The Number 441/860 Buses to Chateau Laffitte

Nov. 26 – Beijing

Take two city buses to the end of the line north of Beijing, and you arrive in North American suburbia, China-style. The ride out there today wasn’t pretty. Our creaky, loosely-sprung buses bounced their way on bad, dusty roads past trash-strewn villages to the gates of a French chateau. The structure is a faithful replica of an edifice of the same name located just outside Paris. Why? Why to make money of course! It is the centerpiece of a complex that includes a hotel, equestrian park, and golf course. The chateau itself is rented out for functions. A bored-looking doorman told us this from inside the warmth of the marble floored great hall, complete with grand staircase, cr

 

ystal chandelier, and painted ceiling. The gardens, now in winter mode, were bare. But neo-Roman (ish) statues stood vigil over the labourers as they tended the grounds.

Even stranger than the Chinese fantasy of European grandeur, were the monster homes of Oakville just beyond the frosty golf course. We only saw them from a distance, but we might as well have been driving past a bedroom community anywhere in Canada or the U.S. Of course, these mansions are nowhere near the downtown core, and aren’t properly served by public transit. Sound familiar?

A few more uncommon things today:

Lunch included pig vertebrae. Swine spine, served with a plastic glove to keep your fingers from getting messy. We in the west have a very limited palate, and so I ate my portion in an effort to broaden mine. But it is not easy to escape your cultural habits.

The ride back from the Chateau Laffitte saw us drive past a violent altercation involving a swarming and paving stones being thrown in front of dozens of bystanders. No one intervening and no police that I could see.

Gluehwein with dinner. Another “Great Wall” red, warmed and flavoured with aniseed, cinnamon, honey and sugar.

 


Commuting, Beijing Style

Nov. 25 – Beijing

Thirty kilometres, two hours. Until now, I’ve dodged the peak traffic times, but today’s trip home by bus from Tiananmen Square happened at rush hour. It started easily enough. We boarded a doubled-decker at the eastern end of the square and scored seats right at the front. This gave us a panoramic view of the new, globalized Beijing. All bright lights, tall office buildings, shopping centres and movie theatres. And of course, red tail lights moving slowly into thick haze. (Today’s air quality report: “hazardous” for 24 hours, solid).

We got off the double-decker into the cold night air and didn’t wait long for our connecting bus to appear. The trick was getting on. We looked to find the likeliest doors, then shoved our way in, more-or-less gently. The contact was standing-full-body for about an hour. On one of the less dense stretches, I estimated I had about 15 people within arm’s reach. As we approached stops, there was an anticipatory shuffling towards the exits. Then, a slow human tide pressing out followed by a faster tide jamming back in. All the while, a shrill, permed attendant shouted exhortations – presumably various forms of “make room”.

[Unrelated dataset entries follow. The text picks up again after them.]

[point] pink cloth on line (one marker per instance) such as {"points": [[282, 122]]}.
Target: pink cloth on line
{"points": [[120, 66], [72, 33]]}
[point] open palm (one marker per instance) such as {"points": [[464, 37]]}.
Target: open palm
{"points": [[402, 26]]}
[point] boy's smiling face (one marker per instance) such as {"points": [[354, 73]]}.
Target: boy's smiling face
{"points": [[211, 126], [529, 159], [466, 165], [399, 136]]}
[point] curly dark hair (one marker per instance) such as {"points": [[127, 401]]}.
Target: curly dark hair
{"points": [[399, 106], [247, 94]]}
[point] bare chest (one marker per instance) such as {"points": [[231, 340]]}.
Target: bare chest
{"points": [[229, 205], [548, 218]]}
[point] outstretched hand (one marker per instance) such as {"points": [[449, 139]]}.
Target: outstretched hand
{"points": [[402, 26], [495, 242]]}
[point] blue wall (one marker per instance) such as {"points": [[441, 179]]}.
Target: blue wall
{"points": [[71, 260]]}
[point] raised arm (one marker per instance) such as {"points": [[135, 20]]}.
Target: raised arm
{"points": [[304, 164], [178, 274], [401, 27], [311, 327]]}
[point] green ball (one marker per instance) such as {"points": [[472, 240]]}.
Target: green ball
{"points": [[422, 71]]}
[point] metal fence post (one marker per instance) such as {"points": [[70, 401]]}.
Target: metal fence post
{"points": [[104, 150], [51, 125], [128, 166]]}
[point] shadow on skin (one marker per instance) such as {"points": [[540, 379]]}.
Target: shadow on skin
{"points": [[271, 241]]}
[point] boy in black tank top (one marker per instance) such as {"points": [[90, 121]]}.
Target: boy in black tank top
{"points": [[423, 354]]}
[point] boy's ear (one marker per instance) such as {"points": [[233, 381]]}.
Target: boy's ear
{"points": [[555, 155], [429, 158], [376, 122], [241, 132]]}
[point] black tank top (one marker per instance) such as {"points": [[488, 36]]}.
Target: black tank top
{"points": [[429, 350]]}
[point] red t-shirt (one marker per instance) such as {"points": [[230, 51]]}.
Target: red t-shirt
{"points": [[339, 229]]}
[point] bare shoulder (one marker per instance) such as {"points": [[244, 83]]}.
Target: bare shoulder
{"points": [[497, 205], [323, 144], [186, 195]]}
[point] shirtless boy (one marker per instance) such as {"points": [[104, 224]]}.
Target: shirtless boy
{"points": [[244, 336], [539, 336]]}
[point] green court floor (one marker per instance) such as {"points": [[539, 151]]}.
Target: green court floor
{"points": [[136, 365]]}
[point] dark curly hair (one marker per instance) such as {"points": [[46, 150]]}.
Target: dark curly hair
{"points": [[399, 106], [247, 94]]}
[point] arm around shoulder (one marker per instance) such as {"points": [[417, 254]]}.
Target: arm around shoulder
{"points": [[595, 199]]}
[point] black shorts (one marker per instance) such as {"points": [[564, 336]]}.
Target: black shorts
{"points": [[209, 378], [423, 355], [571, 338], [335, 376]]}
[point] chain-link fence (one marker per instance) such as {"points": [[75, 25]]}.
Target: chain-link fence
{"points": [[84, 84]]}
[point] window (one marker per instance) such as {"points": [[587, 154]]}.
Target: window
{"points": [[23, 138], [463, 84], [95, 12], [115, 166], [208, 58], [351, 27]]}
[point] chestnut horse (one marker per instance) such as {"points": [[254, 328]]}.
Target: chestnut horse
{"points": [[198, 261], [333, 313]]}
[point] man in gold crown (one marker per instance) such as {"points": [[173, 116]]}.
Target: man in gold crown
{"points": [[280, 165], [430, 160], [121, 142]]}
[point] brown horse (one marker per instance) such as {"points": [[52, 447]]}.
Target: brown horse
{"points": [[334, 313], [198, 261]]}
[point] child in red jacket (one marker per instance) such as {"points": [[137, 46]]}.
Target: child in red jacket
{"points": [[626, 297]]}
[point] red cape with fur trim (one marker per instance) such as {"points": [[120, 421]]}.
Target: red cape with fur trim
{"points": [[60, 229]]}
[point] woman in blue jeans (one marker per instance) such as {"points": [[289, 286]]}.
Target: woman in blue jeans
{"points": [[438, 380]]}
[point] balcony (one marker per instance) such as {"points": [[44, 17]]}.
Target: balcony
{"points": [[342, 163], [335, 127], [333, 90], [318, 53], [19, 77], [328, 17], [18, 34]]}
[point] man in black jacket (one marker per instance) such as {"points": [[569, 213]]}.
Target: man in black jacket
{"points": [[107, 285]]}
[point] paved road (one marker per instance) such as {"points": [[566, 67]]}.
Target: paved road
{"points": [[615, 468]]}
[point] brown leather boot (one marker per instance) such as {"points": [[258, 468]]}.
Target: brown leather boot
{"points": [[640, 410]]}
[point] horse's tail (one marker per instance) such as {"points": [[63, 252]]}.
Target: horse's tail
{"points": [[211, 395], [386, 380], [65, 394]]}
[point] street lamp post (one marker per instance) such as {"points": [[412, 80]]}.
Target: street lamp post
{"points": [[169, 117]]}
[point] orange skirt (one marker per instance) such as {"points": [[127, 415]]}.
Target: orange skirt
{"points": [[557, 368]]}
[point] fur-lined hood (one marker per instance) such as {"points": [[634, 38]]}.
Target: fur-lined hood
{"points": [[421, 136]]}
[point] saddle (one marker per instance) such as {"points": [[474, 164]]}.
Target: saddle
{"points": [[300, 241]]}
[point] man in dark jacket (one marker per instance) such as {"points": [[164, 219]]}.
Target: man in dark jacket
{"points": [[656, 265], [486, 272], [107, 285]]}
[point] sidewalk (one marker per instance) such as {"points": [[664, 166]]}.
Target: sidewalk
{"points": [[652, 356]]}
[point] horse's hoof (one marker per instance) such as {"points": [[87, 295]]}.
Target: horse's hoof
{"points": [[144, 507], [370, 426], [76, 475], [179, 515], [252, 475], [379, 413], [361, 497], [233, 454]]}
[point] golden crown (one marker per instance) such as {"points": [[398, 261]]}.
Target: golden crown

As the automated recording announced the upcoming stops in Mandarin, then English, I looked around at my fellow passengers. They were silent, mainly. People gazed out the windows if they could, or down into the small screens of their smartphones. There certainly was not enough room to open a newspaper or book. I wondered what they were thinking about. No one seemed incensed at the bus’s slow pace. This is intolerable, yet unavoidable, and so normal here.

A word on Tiananmen. Though it attracts many tourists, to me the massive square appeared as a bald projection of the Chinese government’s might. Vigilance is pervasive, in the form of police (uniformed and plainclothes) and tower-mounted video monitoring.